His voluntary surrender last Oct. 15 also could not be counted as a mitigating circumstance because the trial was long over.
Since Duran’s conviction was handed down in January 2009 and upheld by the Supreme Court in February 2011, the Sandiganbayan said he should now serve his sentence in a regular prison.
Similarly, the court cited the absence of a law allowing Duran to serve his sentence in a hospital or his house due to his supposedly poor health.
It pointed out that Article 88 of the Revised Penal Code only allows house confinement for crimes punishable by arresto menor, or imprisonment of one to 30 days.
The court said the cases of former Presidents Joseph Estrada and Gloria Macapagal-Arroyo, who were respectively placed under house and hospital arrest, were not comparable to Duran’s.
Unlike the policeman, Estrada and Arroyo were not yet convicts because their plunder cases were still pending trial at that time. (Estrada was convicted in September 2007, but pardoned by Arroyo six weeks later. Arroyo was acquitted by the Supreme Court in July 2016.)

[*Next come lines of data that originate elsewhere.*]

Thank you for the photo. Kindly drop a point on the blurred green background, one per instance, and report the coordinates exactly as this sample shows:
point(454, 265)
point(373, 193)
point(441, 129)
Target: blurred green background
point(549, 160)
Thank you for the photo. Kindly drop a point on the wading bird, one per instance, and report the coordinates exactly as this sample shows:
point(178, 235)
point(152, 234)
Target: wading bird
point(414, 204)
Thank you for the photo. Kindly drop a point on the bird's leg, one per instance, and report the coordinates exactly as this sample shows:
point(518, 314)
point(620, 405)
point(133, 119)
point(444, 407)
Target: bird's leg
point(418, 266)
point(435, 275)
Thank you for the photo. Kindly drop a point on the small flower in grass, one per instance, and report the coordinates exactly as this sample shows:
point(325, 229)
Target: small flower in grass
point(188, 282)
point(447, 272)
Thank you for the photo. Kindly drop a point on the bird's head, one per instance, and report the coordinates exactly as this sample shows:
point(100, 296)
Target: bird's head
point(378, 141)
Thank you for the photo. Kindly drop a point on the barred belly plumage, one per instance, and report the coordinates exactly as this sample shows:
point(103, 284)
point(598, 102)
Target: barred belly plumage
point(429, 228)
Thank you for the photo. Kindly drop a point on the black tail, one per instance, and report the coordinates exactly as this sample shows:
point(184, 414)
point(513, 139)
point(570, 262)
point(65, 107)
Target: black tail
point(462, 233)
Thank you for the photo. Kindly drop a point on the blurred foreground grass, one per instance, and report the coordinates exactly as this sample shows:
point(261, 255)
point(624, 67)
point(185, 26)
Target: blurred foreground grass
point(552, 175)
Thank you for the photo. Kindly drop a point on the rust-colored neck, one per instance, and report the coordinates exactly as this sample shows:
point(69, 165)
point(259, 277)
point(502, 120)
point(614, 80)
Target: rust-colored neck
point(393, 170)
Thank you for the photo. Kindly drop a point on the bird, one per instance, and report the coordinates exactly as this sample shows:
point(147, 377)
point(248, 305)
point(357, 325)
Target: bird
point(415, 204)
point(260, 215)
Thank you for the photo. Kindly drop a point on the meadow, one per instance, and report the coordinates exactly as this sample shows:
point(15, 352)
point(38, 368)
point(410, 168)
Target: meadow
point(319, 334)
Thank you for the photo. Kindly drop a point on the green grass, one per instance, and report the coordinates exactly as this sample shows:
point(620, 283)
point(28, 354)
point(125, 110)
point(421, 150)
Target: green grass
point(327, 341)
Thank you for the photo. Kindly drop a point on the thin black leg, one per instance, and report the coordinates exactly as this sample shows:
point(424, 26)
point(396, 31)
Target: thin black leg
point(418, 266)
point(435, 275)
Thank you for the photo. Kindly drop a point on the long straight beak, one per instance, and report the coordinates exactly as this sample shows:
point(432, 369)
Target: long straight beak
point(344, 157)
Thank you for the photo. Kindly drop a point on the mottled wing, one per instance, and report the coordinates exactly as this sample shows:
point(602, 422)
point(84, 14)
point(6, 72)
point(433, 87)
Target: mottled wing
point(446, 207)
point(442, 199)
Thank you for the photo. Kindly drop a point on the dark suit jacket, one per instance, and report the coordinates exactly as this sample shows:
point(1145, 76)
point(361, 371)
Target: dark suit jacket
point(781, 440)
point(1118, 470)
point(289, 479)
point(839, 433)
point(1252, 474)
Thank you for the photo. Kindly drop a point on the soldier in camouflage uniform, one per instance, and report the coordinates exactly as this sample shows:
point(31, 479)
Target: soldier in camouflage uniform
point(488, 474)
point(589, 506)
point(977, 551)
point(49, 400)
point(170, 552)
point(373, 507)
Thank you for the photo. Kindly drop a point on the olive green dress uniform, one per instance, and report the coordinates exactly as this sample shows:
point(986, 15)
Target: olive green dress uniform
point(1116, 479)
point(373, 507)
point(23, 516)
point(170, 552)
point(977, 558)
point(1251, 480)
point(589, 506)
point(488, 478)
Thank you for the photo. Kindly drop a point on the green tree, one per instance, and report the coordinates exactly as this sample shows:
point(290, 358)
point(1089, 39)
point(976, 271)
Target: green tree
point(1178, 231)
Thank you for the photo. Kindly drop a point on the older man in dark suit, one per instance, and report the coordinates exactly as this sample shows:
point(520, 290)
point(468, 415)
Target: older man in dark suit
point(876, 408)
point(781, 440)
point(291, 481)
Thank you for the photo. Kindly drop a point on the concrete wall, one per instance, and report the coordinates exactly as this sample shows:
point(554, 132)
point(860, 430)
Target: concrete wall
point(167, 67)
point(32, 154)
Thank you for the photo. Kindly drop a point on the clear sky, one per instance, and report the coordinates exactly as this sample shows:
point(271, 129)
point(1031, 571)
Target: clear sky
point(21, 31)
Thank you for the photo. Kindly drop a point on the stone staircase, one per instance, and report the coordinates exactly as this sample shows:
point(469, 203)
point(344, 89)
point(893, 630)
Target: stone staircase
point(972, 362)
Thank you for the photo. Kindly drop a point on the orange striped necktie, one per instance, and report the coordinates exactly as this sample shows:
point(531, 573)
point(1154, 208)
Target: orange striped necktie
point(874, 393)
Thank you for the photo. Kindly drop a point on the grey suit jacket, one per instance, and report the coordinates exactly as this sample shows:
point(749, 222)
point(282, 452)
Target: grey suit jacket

The graft court also cited inconsistencies that weakened Duran’s claim of poor health. Although he said in his petition that he was too weak to move, he also said he was the one accompanying his grandchildren to school.
Conflicting claims
His regular visits to Veterans Memorial Medical Center also “belied” his claim of forgetfulness and extreme illness, the court noted.
The resolution was penned by Associate Justice Rafael R. Lagos and concurred in by Associate Justices Maria Theresa V. Mendoza-Arcega and Maryann E. Corpus-Mañalac.
Duran and two other police officials, retired Superintendents Van Luspo and Arturo Montano, were found guilty of graft over alleged ghost purchases of “combat, clothing and individual equipment.”
Duran, then chief of the regional finance service unit of the Philippine National Police’s North Capital Command, prepared 100 checks of P100,000 each in favor of four suppliers that were all operated by coaccused Margarita Tugaoen.